La cámara enfocaba el culo de Mariana mientras caminaba hacia la habitación, la tanga roja de encaje apenas sostenía sus nalgas carnosas. El sudor perlaba su espalda, resbalando por su piel morena y provocativa. La voz del hombre detrás de la cámara resonaba con lujuria: «Eso es, nena, mueve ese culito para papá». Mariana se giró con una sonrisa maliciosa, sabía lo que le esperaba y lo deseaba con ansias.
El hombre se acercó, su verga ya dura asomando por encima del pantalón. Mariana se arrodilló sin decir palabra, tomó la verga en su mano y comenzó a pajearla con destreza. «Así me gusta, putita, chúpala bien», ordenó él con voz ronca. Mariana obedeció, metiendo la pija en su boca y succionando con ganas, sintiendo el sabor a piel y deseo en su lengua.
Con un gruñido, el hombre la tomó del cabello y la hizo levantar. La tanga de Mariana quedó de lado, dejando al descubierto su concha mojada y ansiosa. Él la empujó contra la cama y la penetró de una sola embestida, haciendo gemir a Mariana de placer. «¿Así te gusta, puta? ¿Te gusta que te coja así de fuerte?», preguntó él entre jadeos.
Mariana solo pudo gemir en respuesta, sus tetas rebotando con cada embestida. El hombre la agarró de las caderas y la cogió con furia, sus cuerpos chocando y mezclando sudor. Los gemidos se fundían con los sonidos de piel contra piel, creando una sinfonía de sexo salvaje y desenfrenado.
«¡Sí, sí, dame más! ¡Cógeme como la puta que soy!», gritó Mariana entre gemidos y sollozos de placer. El hombre no se detuvo, su verga entrando y saliendo de la concha húmeda de Mariana una y otra vez, llevándolos a ambos al borde del éxtasis.
De repente, él la sacó de un tirón y la hizo girar, dejando su culo en pompa ante él. Sin darle tiempo a reaccionar, la penetró por el ano de forma brusca, arrancando un grito ahogado de Mariana. «¡Sí, sí, dame por el culo! ¡Rompe mi culito, papi!», suplicaba ella entre lágrimas de dolor y placer.
El hombre embestía con fuerza, sintiendo el estrecho y cálido interior del culo de Mariana apretando su verga. Los sonidos de carne golpeando contra carne se mezclaban con los gemidos y gritos guturales de ambos, llenando la habitación con la obscenidad del acto sexual.
El sudor brotaba de sus cuerpos, resbalando por sus frentes y sus espaldas en una danza de lujuria y deseo desenfrenado.
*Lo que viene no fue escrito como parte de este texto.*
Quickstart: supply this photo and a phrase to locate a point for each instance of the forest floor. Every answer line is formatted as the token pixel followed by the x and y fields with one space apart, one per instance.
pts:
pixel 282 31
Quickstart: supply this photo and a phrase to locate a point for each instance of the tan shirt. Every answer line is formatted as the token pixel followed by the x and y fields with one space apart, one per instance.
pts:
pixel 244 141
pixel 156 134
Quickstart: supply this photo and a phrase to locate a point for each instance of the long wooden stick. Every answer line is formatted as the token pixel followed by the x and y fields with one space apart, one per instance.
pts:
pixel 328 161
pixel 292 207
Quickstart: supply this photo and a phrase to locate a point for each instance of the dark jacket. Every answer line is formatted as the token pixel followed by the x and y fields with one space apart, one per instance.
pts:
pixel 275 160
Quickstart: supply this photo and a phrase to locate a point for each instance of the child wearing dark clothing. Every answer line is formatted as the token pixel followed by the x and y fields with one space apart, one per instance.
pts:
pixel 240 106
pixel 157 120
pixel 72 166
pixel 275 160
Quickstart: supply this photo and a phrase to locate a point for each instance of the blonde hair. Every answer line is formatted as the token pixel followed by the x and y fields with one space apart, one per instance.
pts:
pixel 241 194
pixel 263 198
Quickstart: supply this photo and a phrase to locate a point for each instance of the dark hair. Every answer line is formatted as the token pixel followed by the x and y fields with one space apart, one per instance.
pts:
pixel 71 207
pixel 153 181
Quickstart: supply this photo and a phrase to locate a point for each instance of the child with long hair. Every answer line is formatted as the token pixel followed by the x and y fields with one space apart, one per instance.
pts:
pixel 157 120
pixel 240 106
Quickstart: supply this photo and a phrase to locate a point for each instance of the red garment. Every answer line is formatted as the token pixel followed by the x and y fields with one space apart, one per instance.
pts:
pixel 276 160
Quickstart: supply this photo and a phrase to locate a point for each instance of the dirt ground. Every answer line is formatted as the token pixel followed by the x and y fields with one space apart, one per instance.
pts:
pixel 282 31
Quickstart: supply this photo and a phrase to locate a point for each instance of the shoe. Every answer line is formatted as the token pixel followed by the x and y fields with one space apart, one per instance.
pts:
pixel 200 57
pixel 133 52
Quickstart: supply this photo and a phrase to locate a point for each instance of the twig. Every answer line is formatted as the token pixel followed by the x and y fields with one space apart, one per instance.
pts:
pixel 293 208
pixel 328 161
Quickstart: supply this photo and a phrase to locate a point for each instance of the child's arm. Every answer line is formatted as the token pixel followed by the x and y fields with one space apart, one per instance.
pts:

Mariana sentía la verga del hombre taladrando su culo sin piedad, llevándola al límite de lo soportable y lo placentero.
«¡Voy a acabar, puta! ¡Voy a llenarte el culo de leche caliente!», anunció él entre gruñidos de placer. Mariana sintió la venida imparable del hombre, sus embestidas volviéndose más frenéticas y descontroladas. Con un rugido, él se corrió dentro de su culo, llenándola con su semen caliente y viscoso.
Mariana se dejó caer exhausta sobre la cama, sintiendo el semen del hombre escurriendo de su trasero. Ambos jadeaban agotados, los cuerpos temblando de la intensidad del acto sexual. La cámara captó cada detalle de la escena depravada, inmortalizando el momento de lujuria desenfrenada entre ellos.
El hombre se levantó, recogiendo la cámara y enfocando a Mariana, que yacía desnuda y extasiada en la cama. «¿Qué te pareció eso, putita? ¿Te gustó que te cogiera así de duro?», preguntó él con una sonrisa de satisfacción.
Mariana sonrió con complicidad, aún sintiendo el cosquilleo del semen en su culo. «Me encantó, papi. Quiero más, quiero que me cojas una y otra vez hasta que ya no pueda más», respondió ella con voz entrecortada por el placer.
El hombre se acercó de nuevo, excitación brillando en sus ojos. «Entonces prepárate, porque esta noche voy a cogerte y culearte sin parar. Vas a ser mi puta personal hasta que no te quede ni una gota de energía, ¿entendido?», prometió él con tono dominante.
Mariana asintió con entusiasmo, ansiosa por las futuras sesiones de sexo salvaje y desenfrenado. La cámara se apagó, dejando a la pareja a solas en la habitación, envueltos en un aura de lujuria y deseo que solo el sexo más obsceno podía satisfacer.